Stood like those queens. Like their daughters, and their daughters’ daughters.

Raged with their rage. Gagged on their tears.

I shattered into a thousand savage pieces.

And the air burned as I broke the sky.

As the reds, oranges, yellows… as the bloody scarlets became a churning turbulence, tumbling with bits of flaming grass and blackened grit. Broken twigs. Autumn leaves still golden in the sunlight.

I breathed in, breathed out. Braced as racing pigs tumbled head over cloven hooves, squealing, fleeing from the torrent that drove them toward the passage. Strange, spindly creatures, hybrid wolves, all of them desperate, stumbling.

Energy cracked, and I watched, unfeeling, as the Sentinel Falls wolves, the Carmag wolves, attacked. Hacked. Ended the living creatures who hadn’t reached the passageway.

The fake Brin still ran. Her dark hair glinted like mine—both of us faille and branded by the silver strands that whipped through the air, caught in the same turbulence as she swung around. Braced herself to fight.

My body throbbed beneath the intensity of uncontrolled power. My heart jolted as if electric sparks coursed through me. Everything fell away and we were that image on a cave wall.

Two women with hands outstretched, standing in a sea of mud and blood and vengeance.

Only we were not that image.

We were opponents, facing each other as slowly, slowly, I drove my enemy from the field. Drove them—Amal’s allies—toward Brin and the passage she guarded.

But she was no Amal. Her name was not Brin.

And I would destroy her.

Hatred drove the steps I took. One after the other. The need for vengeance was a song that I sang. The pressure in my head crushed. Sound hissed and crackled without meaning. My bones were burning on the inside. Muscles charring. Even the air in my lungs scorched.

The last of the creatures raced past Brin and into the dark passage, disappearing—

But not the violence, not the sounds, not the screams—

Not Amal’s scream—

A new vision flashed. Not this field, this battle.

A different battle, on another battlefield, horrifying in its truth. I looked at the buildings I knew in my heart—the café with the red umbrellas. The glass and wood of the archive. The houses beside the lake… those of Leo. Hattie. Oscar.

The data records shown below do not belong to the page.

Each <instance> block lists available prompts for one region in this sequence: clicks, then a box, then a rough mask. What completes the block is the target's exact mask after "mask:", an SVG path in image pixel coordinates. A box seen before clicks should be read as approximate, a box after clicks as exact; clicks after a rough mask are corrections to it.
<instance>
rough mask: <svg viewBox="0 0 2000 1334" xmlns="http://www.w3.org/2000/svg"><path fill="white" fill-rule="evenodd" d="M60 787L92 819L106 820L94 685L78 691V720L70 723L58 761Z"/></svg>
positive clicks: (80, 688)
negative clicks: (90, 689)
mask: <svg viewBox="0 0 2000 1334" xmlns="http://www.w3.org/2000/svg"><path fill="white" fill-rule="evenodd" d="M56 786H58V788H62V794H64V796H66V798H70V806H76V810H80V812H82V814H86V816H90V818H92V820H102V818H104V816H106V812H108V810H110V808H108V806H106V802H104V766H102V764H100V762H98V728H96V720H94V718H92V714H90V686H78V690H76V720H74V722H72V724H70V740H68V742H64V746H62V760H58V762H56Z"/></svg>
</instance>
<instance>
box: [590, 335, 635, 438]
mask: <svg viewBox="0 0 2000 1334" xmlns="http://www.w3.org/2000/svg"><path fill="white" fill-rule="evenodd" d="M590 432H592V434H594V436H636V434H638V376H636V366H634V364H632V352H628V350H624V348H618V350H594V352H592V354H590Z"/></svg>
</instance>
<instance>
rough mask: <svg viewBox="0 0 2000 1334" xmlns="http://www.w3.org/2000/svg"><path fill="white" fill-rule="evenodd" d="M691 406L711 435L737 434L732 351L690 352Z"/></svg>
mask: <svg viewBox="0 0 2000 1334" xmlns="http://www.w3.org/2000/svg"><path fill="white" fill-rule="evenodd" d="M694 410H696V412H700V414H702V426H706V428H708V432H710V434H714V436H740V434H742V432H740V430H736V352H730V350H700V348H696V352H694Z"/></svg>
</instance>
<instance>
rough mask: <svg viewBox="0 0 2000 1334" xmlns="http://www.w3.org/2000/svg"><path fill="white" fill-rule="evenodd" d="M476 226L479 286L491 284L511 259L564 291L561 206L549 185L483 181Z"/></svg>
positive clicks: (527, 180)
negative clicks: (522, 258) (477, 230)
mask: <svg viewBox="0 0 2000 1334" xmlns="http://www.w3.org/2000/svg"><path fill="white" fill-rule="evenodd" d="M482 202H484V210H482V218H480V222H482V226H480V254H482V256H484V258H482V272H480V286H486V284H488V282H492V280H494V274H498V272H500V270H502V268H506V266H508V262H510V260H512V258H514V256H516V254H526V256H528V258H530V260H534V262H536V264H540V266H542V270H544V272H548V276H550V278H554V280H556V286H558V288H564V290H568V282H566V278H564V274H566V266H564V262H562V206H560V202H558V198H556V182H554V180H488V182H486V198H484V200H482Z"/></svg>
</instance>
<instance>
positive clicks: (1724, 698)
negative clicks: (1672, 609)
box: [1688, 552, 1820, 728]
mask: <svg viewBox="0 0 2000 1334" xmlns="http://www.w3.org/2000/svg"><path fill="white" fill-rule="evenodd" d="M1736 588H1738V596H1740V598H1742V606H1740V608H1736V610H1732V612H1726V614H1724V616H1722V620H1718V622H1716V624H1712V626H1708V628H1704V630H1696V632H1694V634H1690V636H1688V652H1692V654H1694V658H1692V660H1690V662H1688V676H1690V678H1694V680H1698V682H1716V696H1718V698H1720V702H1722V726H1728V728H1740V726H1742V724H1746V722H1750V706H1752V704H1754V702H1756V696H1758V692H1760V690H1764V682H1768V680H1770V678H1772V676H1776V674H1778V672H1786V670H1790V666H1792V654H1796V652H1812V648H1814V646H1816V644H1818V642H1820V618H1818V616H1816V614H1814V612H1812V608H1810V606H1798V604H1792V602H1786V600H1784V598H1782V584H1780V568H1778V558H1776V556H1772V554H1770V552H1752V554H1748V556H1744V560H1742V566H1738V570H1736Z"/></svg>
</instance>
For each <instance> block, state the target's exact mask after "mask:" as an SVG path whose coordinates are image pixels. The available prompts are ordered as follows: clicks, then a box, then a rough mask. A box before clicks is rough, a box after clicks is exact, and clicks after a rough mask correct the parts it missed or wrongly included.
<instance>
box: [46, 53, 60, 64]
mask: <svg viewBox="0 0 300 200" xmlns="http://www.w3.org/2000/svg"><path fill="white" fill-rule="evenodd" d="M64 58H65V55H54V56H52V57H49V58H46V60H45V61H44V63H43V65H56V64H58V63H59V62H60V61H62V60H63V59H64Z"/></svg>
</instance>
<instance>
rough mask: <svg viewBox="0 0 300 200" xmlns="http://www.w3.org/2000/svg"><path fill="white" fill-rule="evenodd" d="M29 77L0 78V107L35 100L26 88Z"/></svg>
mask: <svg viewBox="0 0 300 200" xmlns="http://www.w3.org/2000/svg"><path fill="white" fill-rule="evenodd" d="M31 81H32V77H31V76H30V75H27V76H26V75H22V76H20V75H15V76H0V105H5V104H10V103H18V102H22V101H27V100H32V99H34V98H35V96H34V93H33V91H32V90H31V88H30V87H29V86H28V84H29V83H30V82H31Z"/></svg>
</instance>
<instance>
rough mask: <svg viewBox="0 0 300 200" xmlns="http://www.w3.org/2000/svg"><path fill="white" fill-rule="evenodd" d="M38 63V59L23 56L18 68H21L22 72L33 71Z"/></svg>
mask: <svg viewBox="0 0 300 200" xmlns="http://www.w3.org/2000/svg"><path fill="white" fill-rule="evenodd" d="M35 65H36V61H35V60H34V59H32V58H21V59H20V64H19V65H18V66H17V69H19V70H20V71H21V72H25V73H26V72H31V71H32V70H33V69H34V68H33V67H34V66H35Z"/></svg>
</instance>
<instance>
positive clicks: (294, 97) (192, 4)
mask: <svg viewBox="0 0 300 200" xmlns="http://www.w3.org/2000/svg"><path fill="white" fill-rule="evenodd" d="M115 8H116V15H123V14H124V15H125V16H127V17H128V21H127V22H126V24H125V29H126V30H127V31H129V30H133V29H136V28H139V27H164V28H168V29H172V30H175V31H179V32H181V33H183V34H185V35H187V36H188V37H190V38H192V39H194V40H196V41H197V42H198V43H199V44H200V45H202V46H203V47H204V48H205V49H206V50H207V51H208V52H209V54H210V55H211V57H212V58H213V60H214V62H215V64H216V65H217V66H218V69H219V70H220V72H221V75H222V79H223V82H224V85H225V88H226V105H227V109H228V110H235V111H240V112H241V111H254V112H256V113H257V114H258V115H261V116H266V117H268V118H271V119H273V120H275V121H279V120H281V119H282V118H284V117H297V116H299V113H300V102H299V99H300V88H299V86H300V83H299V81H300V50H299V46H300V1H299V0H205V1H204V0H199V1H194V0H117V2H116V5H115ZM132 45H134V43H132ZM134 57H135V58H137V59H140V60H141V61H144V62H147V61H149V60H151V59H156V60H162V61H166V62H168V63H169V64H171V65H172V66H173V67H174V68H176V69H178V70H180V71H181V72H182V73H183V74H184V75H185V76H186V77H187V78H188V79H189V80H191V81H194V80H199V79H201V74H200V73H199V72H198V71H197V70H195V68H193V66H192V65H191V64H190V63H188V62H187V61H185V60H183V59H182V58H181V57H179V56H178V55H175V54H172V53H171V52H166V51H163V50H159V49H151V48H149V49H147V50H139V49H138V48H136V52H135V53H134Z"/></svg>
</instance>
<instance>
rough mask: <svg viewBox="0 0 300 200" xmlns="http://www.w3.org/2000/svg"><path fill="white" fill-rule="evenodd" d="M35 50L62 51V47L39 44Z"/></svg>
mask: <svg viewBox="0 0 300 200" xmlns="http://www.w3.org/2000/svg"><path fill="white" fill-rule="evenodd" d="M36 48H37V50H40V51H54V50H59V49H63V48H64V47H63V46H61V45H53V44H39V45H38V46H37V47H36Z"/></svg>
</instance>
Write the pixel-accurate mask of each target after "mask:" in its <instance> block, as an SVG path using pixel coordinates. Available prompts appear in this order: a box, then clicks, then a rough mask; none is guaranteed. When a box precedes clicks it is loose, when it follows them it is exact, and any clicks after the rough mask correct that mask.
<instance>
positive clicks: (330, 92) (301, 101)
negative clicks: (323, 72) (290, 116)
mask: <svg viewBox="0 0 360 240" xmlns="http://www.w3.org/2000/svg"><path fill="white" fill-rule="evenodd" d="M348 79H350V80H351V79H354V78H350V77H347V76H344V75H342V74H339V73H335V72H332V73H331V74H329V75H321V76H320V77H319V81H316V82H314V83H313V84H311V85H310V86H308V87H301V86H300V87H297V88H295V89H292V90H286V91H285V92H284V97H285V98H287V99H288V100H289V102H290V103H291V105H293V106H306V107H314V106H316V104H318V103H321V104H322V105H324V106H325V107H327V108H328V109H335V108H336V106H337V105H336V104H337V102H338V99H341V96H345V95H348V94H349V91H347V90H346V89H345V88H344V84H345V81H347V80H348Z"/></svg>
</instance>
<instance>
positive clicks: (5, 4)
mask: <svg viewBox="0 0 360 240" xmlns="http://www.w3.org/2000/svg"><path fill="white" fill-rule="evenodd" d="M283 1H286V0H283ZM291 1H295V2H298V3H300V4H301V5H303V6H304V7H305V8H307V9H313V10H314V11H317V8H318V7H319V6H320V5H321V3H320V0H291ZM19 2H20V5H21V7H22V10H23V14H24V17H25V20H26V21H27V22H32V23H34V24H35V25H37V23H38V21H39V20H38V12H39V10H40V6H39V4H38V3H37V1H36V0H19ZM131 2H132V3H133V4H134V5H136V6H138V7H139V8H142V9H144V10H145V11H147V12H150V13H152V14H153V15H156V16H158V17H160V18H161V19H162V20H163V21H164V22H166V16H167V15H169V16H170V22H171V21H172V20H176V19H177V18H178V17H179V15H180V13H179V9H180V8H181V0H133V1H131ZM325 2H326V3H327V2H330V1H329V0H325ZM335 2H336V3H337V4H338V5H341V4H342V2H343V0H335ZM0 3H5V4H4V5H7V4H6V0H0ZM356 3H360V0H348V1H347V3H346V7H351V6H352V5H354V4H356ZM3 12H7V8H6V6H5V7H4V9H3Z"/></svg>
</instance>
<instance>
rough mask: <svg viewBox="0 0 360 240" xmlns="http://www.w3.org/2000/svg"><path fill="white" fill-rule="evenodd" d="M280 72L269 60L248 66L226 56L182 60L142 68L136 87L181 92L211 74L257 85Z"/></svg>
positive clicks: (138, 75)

All of them, bursting into flames.

The meadow, singeing. Grass, blackened and curled.

Bodies. More ash and bones.

A woman, with flawless features, streaming black hair… a silver streak… glinting red in the burning light as she walked through the town…

I lost myself, became incandescent in the white flash of an explosion. Energy flailed from my hands. But what I destroyed was the passageway in front of me, with the creatures racing through and a girl with silver in her hair.

Then I was a rag doll, flying backward as if some greater force had pulled me by a string, tossed me, forgotten, onto the bloody ground.

I stared up at the blue sky.

An autumn sky.

Grayson was there. I couldn’t focus on what he was saying.

“Breathe, Noa! I’m not losing you, not in the mud the way I found you.” Then I heard his mental voice, shaking.